Rankin J. et al. International Journal of Obesity 2010 (34): 1371-80.

 

L’état nutritionnel de la mère (malnutrition ou obésité) a un impact sur le développement du fœtus et notamment sur le risque d’anomalies congénitales.
C’est ce que confirme une étude longitudinale en cohorte dans le Nord-Est de l’Angleterre. Sur près de 41.000 naissances entre 2003 et 2005, 682 anomalies congénitales ont ainsi été décrites, soit une incidence de 166 cas pour 10.000 naissances, ce qui est proche des chiffres décrits dans d’autres populations.

 

Dans la moitié des cas, il s’agissait d’anomalies cardiaques (CIA, CIV). Les principaux facteurs maternels significativement associés au risque d’anomalie congénitale étaient les indices de masse corporelle extrêmes (IMC < 18,5 kg/(m)² (RR 1,6) et IMC > 30 kg/(m)² (RR 1,3)), l’existence d’un diabète avant la grossesse (RR 3,22) et le tabagisme maternel (RR 1,28).

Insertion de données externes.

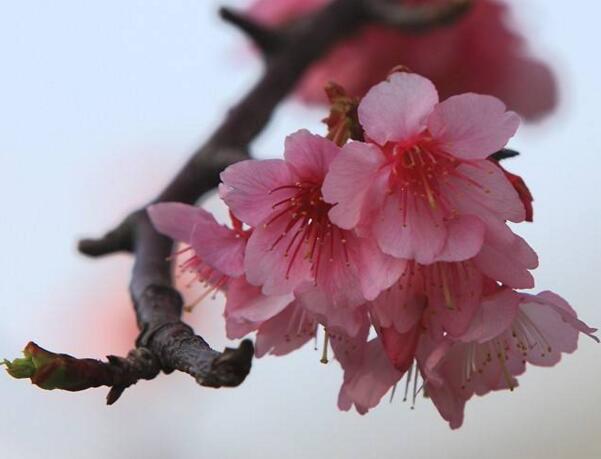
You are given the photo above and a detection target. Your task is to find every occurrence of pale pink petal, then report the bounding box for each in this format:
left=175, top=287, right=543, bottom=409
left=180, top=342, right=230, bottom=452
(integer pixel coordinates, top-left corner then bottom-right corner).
left=513, top=291, right=599, bottom=366
left=528, top=290, right=599, bottom=342
left=428, top=93, right=520, bottom=159
left=359, top=72, right=438, bottom=145
left=296, top=287, right=366, bottom=336
left=426, top=385, right=466, bottom=430
left=190, top=216, right=246, bottom=277
left=377, top=325, right=420, bottom=373
left=219, top=159, right=297, bottom=226
left=338, top=339, right=403, bottom=414
left=349, top=237, right=407, bottom=301
left=255, top=303, right=317, bottom=357
left=424, top=263, right=484, bottom=337
left=474, top=236, right=538, bottom=288
left=327, top=316, right=371, bottom=370
left=225, top=316, right=254, bottom=339
left=225, top=277, right=294, bottom=322
left=441, top=160, right=526, bottom=226
left=284, top=129, right=340, bottom=183
left=370, top=276, right=426, bottom=333
left=459, top=288, right=521, bottom=343
left=147, top=202, right=215, bottom=244
left=436, top=215, right=486, bottom=261
left=244, top=218, right=311, bottom=295
left=322, top=142, right=385, bottom=229
left=373, top=194, right=447, bottom=264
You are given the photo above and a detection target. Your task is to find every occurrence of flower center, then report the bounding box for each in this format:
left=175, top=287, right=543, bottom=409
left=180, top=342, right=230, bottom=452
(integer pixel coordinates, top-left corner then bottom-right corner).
left=384, top=134, right=467, bottom=209
left=264, top=181, right=349, bottom=283
left=397, top=260, right=482, bottom=313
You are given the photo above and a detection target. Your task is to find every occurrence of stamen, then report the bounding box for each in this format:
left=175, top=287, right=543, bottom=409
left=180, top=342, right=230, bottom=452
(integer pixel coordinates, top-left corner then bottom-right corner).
left=320, top=328, right=329, bottom=365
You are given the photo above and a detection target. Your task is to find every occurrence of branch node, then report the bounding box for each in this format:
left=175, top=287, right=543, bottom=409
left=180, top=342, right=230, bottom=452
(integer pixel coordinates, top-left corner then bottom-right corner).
left=365, top=0, right=474, bottom=32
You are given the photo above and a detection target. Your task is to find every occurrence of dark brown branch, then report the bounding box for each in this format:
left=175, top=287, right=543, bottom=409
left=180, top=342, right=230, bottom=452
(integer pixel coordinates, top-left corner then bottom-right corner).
left=490, top=148, right=520, bottom=161
left=366, top=0, right=473, bottom=32
left=24, top=0, right=474, bottom=403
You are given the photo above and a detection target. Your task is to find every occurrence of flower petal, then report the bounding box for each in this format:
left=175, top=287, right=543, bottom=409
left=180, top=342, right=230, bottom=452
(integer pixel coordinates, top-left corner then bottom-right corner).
left=219, top=159, right=296, bottom=226
left=442, top=160, right=526, bottom=226
left=436, top=215, right=486, bottom=261
left=428, top=93, right=520, bottom=159
left=358, top=72, right=438, bottom=145
left=225, top=278, right=294, bottom=322
left=191, top=216, right=246, bottom=277
left=244, top=217, right=311, bottom=295
left=374, top=194, right=447, bottom=264
left=322, top=142, right=384, bottom=229
left=255, top=303, right=316, bottom=357
left=474, top=235, right=538, bottom=288
left=459, top=288, right=520, bottom=343
left=147, top=202, right=215, bottom=244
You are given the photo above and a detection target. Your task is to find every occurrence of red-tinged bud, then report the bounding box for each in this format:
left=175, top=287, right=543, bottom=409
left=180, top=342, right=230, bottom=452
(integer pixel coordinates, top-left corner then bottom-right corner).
left=3, top=342, right=99, bottom=391
left=323, top=83, right=363, bottom=146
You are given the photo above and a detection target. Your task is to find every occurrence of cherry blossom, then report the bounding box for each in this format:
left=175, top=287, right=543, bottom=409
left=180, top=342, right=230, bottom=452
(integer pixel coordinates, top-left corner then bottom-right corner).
left=323, top=73, right=526, bottom=264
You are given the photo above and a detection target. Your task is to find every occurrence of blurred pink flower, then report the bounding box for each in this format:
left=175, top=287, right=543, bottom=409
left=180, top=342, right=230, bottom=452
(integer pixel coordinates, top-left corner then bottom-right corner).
left=250, top=0, right=557, bottom=119
left=323, top=73, right=525, bottom=264
left=418, top=289, right=598, bottom=429
left=220, top=130, right=403, bottom=313
left=147, top=202, right=249, bottom=301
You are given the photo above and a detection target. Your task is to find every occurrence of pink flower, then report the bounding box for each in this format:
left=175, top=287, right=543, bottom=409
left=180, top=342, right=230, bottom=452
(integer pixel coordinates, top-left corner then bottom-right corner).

Chez les mères ayant un IMC < 18,5 kg/(m)² avant la grossesse, il existait un risque plus élevé d’anomalies cardiaques type CIA (RR 2,8) et génitales type hypospadias (RR 6,3) alors que chez les mères obèses, les risques principaux étaient les anomalies oculaires (RR 11,36) les CIV (RR 1,56) et les fentes labiales (RR 3,71).

 

Dans cette étude, il n’y avait aucune augmentation du risque d’anomalies de fermeture du tube neural, peut-être en raison d’un effectif plus faible que ceux des études américaines.

 

Malgré cette faiblesse, ce travail permet de confirmer que le maintien d’un état nutritionnel correct est capital chez les femmes ayant un projet de grossesse à court terme, en complément de certaines supplémentations comme celle en acide folique.